Quelques gouttes dans un verre, ou un côté "si-je-prenais-soin-de-mon-corps" conjugué à un "si-je-me-faisais-une-couleur" me poussent à pénétrer l’antre de ce Salon de beauté. Un accueil chaleureux, couleur chatoyante, calmitude et zénitude pour profiter des rayons de soleil qui se couchent avant la nuit chaude qui m’attend dans les ruelles mexicaines. Tenu par un travesti extravagant mais avec l’âge introverti, il a le sens de la déco et l’amour de son prochain.
Pour l’ambiance, des dizaines d’aquarium, les poissons ça calme, ça rend serein, ça rend zen ? Ça aide à oublier le monde et sa relative cruauté. Il m’explique qu’il a commencé avec des guppies, parce que c’était plus ou moins faciles à élever, avant de relever le défi sur des poissons plus colorés ou plus carnivores.
Un mal incurable, poisseux, quelques pestiférés tabassés dans les rues. Pour l’amour de son prochain, ses activités de « salon de beauté » ont dérivées pour prendre en charge des personnes dont personne ne voulait, des malades, des vieux, des fins de vie que l’on souhaite se décharger. C’est mieux qu’une décharge, mais cela reste quand même un mouroir. Mais un mouroir humain.
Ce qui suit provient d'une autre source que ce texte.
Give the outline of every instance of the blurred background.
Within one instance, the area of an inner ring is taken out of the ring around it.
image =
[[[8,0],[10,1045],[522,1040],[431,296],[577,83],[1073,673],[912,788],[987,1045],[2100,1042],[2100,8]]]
« Il est curieux de constater que les poissons peuvent influer sur l’humeur des personnes. Par exemple, quand je me suis pris de passion pour les carpes dorées, en plus du calme que m’apportait leur contemplation, j’étais en perpétuelle quête de quelque chose de doré pour orner les robes que je portais pour sortir la nuit. Ça pouvait être un ruban, des gants ou des hauts en maille. Je pensais que quelque chose de cette couleur pouvait me porter chance. Peut-être m’éviter de tomber sur la bande de petites frappes qui rôdaient dans le centre-ville. Beaucoup ne sortaient pas vivants des attaques de ces malfrats, et je crois que si quelqu’un s’en tirait, c’était encore pire. Dans les hôpitaux où on les acceptait, ils étaient toujours traités avec mépris. Bien souvent, on ne voulait pas les recevoir, de peur qu’ils ne fussent contaminés. À compter de ce moment-là, la compassion qui me poussait à recueillir ces compagnons blessés qui n’avaient aucun lieu où aller vit le jour. C’est peut-être ainsi qu’est né ce triste mouroir que j’ai le malheur de tenir. »
C’est un beau texte, auteur mexicain, qui pousse à la réflexion sur notre corps et notre déchéance, et par conséquent sur notre société. Le pathos qui pourrait facilement s’écouler dans ce genre de sujet n’est jamais présent. A la place, je trouve de la compassion et de l’humanité. Quelques scènes autour de la tenue des aquariums et des différents poissons que l’on peut y trouver, comme un parallèle à la vie humaine. Le dernier aquarium s’éternisera-t-il dans une décharge à ciel ouvert ? Je me dis d’ailleurs que ça pourrait faire un beau film chiant, et moi j’adore les films chiants, ça me repose et surtout il y a tant d’âme dans les films chiants, bref, je ne vais pas étaler ma vie cinématographique sur la place publique, j’ai mieux à faire comme de finir ce Diplomatico, place centrale, trompettes mariachis, vue sur les chiottes, au coin du mouroir, ce « salon de beauté » de dernière génération.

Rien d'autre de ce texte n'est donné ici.